If AGI makes earth uninhabitable in a trillion years, that could be a good outcome nonetheless.
I don’t know whether that covers “humans can survive on mars with a space-suit”, but even then, if humans evolve/change to handle situations that they currently do not survive under, that could be part of an acceptable outcome.
Thanks! These are thoughtful points. See some clarifications below:
You’re right. I’m not even covering all the other bad stuff that could happen in the short-term, that we might still be able to prevent, like AGI triggering global nuclear war.
What I’m referring to is unpreventable convergence on extinction.
Agreed that could be a good outcome if it could be attainable.
In practice, the convergence reasoning is about total human extinction happening within 500 years after ‘AGI’ has been introduced into the environment (with very very little probability remainder above that).
In theory of course, to converge toward 100% chance, you are reasoning about going across a timeline of potentially infinite span.
Yes, it does cover that. Whatever technological means we could think of shielding ourselves, or ‘AGI’ could come up with to create as (temporary) barriers against the human-toxic landscape it creates, still would not be enough.
Unfortunately, this is not workable.
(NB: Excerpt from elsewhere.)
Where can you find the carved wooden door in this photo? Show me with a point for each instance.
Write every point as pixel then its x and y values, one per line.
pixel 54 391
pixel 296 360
The mismatch between the (expanding) set of conditions needed for maintaining/increasing configurations of the AGI artificial hardware and for our human organic wetware is too great.
Also, if you try entirely changing our underlying substrate to the artificial substrate, you’ve basically removed the human and are left with ‘AGI’. The lossy scans of human brains ported onto hardware would no longer feel as ‘humans’ can feel, and will be further changed/selected for to fit with their artificial substrate. This is because what humans and feel and express as emotions is grounded in the distributed and locally context-dependent functioning of organic molecules (eg. hormones) in our body.